Streptavidin hrp

After electrophoresis, the gels were blotted to an Immobilon-P PVDF Membrane (Merck Millipore, Burlington, MA, US) using Trans-Blot SD Semi-Dry Transfer Cell (Bio-Rad Laboratories) at 200 mA for 80 minutes. After blocking with 1% bovine serum albumin (BSA) (VWR, Radnor, PA, US), the membranes were probed with 1 μg/mL mAb 9G3 against the glycosylated epitope ‘KEPAPTTT’ in the lubricin mucin domain (Merck KGaA, Darmstadt, Germany¹² ) or polyclonal anti-CG antibody (Abcam, UK) 1/1000 diluted in assay buffer (1% BSA in PBS-Tween) for detection of endogenous CG in SF, followed by Horseradish Peroxidase (HRP) conjugated goat anti-mouse IgG (H + L) highly cross-adsorbed secondary antibody (Invitrogen, USA) 1/4000 diluted in assay buffer. For the lectin staining assay, blots were first probed by 1 μg/ml biotinylated Peanut Agglutinin (PNA, Vector laboratories, CA,USA) followed by 0.2 μg/ml HRP-streptavidin (Vector laboratories). After incubations, membranes were stained by WesternBright ECL Spray (Advansta, USA) and visualized in a luminescent image analyser (LAS-4000 mini, Fujifilm, Japan). Band intensities were calculated by ImageJ 1.50i^{53 (link)}.
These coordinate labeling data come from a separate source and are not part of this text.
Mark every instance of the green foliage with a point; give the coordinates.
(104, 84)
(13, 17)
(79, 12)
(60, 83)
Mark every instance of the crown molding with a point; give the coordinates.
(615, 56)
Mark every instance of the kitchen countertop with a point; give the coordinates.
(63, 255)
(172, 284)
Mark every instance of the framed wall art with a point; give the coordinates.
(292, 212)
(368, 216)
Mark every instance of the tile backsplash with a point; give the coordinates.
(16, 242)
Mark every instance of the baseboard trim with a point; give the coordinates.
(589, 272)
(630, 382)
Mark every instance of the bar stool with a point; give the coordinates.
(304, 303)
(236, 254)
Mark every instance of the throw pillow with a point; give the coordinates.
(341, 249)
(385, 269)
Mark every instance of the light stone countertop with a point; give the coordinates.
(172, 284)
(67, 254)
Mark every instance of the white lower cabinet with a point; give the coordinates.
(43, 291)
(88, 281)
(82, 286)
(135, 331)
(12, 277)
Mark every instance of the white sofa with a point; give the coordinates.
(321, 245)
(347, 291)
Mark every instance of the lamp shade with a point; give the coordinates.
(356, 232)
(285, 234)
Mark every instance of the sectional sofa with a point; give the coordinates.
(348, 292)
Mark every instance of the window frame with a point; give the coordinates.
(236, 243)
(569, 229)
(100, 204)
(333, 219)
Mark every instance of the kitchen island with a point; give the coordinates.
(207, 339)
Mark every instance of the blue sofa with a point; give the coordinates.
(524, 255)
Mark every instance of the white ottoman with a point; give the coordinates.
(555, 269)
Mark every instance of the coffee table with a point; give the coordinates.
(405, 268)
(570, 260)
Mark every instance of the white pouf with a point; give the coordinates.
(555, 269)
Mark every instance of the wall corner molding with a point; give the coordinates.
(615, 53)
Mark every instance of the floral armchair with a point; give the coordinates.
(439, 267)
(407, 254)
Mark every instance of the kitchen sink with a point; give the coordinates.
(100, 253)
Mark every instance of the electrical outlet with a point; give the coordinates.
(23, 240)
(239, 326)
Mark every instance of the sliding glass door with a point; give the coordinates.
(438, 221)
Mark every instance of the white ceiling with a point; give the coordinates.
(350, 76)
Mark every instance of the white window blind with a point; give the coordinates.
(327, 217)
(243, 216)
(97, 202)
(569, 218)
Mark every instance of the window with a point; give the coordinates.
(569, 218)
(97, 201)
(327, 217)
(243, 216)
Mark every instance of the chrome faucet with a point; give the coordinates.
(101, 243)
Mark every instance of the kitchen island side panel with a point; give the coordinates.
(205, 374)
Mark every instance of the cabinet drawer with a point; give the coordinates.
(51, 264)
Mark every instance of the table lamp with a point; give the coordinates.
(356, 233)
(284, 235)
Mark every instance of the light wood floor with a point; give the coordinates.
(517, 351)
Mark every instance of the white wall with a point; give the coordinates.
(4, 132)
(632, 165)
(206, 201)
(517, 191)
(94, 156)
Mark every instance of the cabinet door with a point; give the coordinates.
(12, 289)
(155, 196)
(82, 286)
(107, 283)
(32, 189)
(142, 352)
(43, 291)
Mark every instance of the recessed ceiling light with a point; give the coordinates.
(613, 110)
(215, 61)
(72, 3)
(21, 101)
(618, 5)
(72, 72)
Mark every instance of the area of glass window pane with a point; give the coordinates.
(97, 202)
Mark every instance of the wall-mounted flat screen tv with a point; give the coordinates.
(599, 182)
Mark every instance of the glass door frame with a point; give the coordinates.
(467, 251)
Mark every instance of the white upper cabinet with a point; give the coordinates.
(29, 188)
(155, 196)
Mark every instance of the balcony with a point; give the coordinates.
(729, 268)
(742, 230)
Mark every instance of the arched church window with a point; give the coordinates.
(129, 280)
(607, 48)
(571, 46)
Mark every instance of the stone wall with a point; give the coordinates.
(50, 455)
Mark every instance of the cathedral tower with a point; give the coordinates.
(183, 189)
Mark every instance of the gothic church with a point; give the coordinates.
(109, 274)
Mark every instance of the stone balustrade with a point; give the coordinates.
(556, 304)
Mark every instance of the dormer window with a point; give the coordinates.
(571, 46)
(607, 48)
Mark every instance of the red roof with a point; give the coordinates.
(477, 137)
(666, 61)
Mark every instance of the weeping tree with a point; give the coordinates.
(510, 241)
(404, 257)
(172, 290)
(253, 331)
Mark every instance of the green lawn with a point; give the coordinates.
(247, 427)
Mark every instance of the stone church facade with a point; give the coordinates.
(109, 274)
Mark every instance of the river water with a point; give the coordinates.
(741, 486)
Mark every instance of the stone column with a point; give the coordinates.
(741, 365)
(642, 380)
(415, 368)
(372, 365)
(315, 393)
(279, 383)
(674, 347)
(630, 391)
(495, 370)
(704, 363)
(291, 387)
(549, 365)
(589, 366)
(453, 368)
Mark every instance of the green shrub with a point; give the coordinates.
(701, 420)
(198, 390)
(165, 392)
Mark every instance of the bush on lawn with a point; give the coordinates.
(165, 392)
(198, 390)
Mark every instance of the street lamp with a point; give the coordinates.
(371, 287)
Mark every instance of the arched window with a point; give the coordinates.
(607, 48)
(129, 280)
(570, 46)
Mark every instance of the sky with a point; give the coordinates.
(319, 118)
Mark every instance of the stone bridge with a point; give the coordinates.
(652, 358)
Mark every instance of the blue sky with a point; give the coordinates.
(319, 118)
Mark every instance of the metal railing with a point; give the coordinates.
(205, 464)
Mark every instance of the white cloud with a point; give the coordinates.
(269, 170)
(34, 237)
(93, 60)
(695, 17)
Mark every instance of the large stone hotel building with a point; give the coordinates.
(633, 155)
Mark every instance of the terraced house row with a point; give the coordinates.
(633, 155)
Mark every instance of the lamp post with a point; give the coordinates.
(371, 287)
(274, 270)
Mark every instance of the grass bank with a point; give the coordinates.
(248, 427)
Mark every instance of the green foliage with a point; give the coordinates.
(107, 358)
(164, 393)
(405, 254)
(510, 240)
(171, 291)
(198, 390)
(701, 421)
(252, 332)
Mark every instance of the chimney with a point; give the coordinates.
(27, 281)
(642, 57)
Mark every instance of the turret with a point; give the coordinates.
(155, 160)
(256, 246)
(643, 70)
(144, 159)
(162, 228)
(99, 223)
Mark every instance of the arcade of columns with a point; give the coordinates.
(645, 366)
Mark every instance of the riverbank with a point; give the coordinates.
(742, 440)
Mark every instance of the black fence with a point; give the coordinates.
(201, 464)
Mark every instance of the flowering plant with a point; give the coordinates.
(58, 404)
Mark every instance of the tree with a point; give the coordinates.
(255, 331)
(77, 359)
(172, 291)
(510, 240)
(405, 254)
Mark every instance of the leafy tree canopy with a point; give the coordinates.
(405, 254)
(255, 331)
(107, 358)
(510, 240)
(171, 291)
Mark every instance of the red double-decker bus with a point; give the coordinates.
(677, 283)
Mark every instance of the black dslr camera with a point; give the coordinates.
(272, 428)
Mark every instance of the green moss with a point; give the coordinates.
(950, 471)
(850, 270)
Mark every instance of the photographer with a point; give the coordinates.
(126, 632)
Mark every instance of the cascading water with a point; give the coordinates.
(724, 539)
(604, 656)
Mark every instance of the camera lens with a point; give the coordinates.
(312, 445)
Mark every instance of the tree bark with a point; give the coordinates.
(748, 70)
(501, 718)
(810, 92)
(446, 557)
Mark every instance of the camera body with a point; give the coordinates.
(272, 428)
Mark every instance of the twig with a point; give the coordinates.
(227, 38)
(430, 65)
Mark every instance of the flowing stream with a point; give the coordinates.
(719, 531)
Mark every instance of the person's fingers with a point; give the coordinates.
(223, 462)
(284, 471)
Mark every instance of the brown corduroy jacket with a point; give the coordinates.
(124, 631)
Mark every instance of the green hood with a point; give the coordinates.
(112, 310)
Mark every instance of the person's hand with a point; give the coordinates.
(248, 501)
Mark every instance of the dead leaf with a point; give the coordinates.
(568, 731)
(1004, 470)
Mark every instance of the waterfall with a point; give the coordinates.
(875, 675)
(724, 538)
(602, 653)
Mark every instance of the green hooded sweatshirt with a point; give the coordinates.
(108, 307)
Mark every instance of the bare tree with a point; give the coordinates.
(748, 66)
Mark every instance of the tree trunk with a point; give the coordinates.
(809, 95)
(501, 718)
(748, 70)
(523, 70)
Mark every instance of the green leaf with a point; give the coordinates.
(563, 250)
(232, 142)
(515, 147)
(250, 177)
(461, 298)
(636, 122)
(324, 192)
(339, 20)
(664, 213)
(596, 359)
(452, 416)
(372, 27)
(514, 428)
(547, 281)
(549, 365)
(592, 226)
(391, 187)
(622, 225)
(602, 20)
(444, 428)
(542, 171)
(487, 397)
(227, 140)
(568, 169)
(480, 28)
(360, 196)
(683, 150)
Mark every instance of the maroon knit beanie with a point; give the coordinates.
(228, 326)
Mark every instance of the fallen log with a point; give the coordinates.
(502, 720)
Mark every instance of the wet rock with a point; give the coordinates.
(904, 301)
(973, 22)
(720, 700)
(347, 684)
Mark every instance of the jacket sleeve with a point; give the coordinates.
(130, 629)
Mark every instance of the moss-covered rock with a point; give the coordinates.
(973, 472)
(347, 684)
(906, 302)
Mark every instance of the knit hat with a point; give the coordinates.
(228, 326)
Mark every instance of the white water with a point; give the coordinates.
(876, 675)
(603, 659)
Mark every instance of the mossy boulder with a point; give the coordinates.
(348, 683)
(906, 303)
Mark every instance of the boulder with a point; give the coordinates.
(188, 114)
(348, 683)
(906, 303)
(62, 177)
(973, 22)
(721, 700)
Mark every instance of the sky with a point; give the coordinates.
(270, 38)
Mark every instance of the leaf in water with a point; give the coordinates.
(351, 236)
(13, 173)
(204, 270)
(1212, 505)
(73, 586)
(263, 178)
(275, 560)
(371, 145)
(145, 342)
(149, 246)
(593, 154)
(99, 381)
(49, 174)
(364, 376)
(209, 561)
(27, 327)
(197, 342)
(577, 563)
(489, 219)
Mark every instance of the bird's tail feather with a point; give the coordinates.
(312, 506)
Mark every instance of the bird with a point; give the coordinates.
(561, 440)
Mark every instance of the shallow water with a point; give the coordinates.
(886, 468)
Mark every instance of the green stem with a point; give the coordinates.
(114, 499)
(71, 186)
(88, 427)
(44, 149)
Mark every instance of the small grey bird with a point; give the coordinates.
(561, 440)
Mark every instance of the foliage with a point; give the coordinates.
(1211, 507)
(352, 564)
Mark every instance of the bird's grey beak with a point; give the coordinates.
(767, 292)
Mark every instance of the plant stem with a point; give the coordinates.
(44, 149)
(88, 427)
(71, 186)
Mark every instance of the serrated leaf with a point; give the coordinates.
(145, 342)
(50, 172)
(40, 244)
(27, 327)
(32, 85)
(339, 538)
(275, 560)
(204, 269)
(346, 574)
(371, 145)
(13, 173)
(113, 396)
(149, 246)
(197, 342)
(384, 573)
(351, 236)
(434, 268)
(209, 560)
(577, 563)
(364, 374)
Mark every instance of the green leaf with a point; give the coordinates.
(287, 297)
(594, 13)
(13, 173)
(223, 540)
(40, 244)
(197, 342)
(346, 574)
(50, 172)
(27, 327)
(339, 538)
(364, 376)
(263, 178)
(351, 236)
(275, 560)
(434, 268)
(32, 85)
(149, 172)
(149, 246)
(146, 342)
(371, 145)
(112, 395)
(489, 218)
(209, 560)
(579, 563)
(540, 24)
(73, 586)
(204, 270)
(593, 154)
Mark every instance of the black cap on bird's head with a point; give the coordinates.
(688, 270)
An in-house ELISA method was set-up and validated for measuring lubricin concentrations in SF, adapted from others^{54 (link),55 (link)}. Monoclonal antibody 9G3 (1 μg/mL in PBS) was coated on 96-well Nunc-Immuno maxisorp plates (Thermo Fisher Scientific) at 4 °C over-night. After blocking with 3% BSA in PBS + 0.05% Tween, SF samples were added as a dilution series (1/50) in assay buffer (1% BSA in PBS-Tween) and incubated for 1 hour at room temperature (RT). Bound proteins were then incubated with biotinylated PNA (Vector laboratories) (1 μg/mL, 1 hour at RT), followed by HRP-streptavidin (Vector laboratories) at 0.1 μg/mL (1 hour at RT). Between each incubation, the wells were washed three times with PBS-Tween to remove unbound reagents. Proteins were stained with 1-Step Ultra TMB-ELISA Substrate Solution (Thermo Fisher Scientific) until blue colour was fully generated and the reaction stopped by adding 1 M H₂SO₄. Absorbances were read at 450 nm, and compared with a standard curve using recombinant lubricin (dilution series of rhPRG4 (1 mg/mL) in assay buffer). Samples were measured in duplicates and mean values are reported. The lubricin ELISA had an intra plate CV = 7.5% (n = 1 SF sample with 10 repeats) and a inter plate CV% = 7.8% (n = 1 SF sample, tested on 4 plates). Technical performance of the assay is summarized in Supplementary Table 3.